Trottenberg, a former New York City transportation commissioner, said she has been able to use her experience running the nation’s largest municipal transportation system to navigate a complex federal agency.

“It gives you sort of the big management chops, knowing how to manage big organizations, like a big federal agency,” Trottenberg told NY1 last year. “But it also gives you a feeling for what it’s like to be local government, to be on the front lines of: we need to fix your roads, we need to plow your street.”

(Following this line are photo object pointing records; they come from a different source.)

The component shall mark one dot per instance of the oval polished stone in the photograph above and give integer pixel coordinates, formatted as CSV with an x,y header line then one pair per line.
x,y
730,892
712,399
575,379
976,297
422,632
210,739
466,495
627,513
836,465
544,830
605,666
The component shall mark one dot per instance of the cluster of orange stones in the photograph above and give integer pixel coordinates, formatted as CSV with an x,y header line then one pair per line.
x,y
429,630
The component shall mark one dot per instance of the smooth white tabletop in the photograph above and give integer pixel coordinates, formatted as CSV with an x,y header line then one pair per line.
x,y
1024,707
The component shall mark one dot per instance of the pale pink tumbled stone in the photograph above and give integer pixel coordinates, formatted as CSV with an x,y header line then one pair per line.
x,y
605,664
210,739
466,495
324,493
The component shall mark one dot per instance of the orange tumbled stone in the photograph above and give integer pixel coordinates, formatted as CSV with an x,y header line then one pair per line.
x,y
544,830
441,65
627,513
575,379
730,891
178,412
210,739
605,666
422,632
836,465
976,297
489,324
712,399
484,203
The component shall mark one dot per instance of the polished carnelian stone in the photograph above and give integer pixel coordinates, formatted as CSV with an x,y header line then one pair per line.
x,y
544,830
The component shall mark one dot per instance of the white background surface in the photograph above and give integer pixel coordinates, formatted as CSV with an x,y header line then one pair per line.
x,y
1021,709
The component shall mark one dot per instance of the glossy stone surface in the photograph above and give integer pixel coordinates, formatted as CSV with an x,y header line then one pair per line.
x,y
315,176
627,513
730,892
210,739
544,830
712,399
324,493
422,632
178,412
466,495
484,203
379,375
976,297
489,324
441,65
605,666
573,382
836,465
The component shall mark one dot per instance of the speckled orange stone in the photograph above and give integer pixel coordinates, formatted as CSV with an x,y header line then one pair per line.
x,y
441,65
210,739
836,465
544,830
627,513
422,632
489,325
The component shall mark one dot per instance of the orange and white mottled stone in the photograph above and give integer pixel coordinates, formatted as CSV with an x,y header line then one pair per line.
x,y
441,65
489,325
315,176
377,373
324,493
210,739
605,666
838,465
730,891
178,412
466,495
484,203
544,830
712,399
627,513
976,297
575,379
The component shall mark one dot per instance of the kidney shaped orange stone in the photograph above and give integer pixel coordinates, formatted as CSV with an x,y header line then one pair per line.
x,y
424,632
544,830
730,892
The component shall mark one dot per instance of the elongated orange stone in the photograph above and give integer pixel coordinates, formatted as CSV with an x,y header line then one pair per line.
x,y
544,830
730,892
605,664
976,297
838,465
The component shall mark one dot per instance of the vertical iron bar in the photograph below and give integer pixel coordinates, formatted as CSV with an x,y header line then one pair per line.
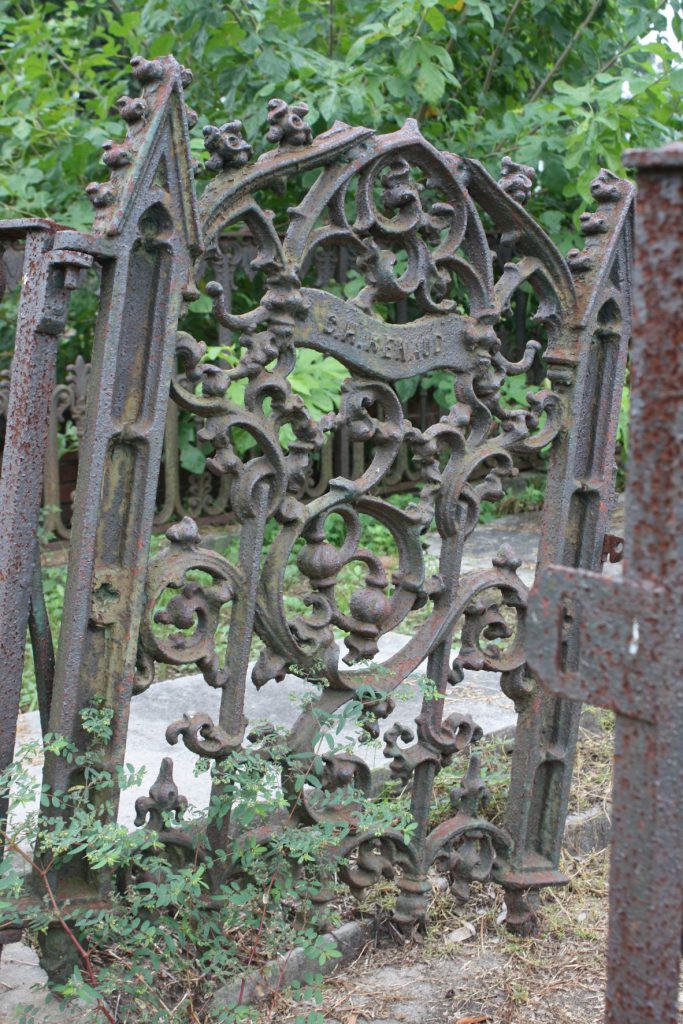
x,y
646,868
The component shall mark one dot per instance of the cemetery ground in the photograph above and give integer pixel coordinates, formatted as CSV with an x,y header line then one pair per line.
x,y
466,969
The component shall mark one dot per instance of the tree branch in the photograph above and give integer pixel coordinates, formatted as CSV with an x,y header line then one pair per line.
x,y
565,52
497,50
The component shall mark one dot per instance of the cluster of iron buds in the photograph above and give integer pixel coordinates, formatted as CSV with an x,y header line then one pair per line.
x,y
135,112
227,146
516,180
288,127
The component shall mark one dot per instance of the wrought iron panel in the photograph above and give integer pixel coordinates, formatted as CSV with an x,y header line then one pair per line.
x,y
613,642
441,250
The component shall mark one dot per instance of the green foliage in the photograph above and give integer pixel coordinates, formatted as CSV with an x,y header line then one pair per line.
x,y
567,83
564,86
165,937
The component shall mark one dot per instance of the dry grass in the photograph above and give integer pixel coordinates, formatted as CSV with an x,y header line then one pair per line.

Boy, have both of them delivered. When Congress finally passed the $1 trillion infrastructure bill in November, the Metropolitan Transportation Authority got $10 billion to make its train stations more accessible, improve its operations, expand the second phase of the Second Avenue Subway line, and upgrade the Long Island Rail Road’s station capacity at Jamaica. 

The region’s other massive underground rail system, the long-delayed Gateway Tunnel project, also collected $8 billion. Federal DOT officials approved an environmental review of the project, and Buttigieg personally assured Sen. Chuck Schumer the Hudson River tunnels would get their funding.

The infrastructure funds would also help repair the crumbling Brooklyn Queens Expressway, a project that Trottenberg once managed and suggested be replaced with a skyway on the Brooklyn Heights Promenade.

And, in a nod to President Biden, who once described LaGuardia Airport as worthy of a “third-world country,” federal funding could potentially flood millions of dollars into upgrading the region’s airports, although the Port Authority wasn’t sure how much could be available.

Trottenberg said she has been looking out for the region’s interests even though she’s in Washington, D.C.

“Obviously, in a national role, you don’t play favorites. But, look, I am a New Yorker in my heart. … There are obviously some very important projects in New York right now,” Trottenberg told NY1 in February.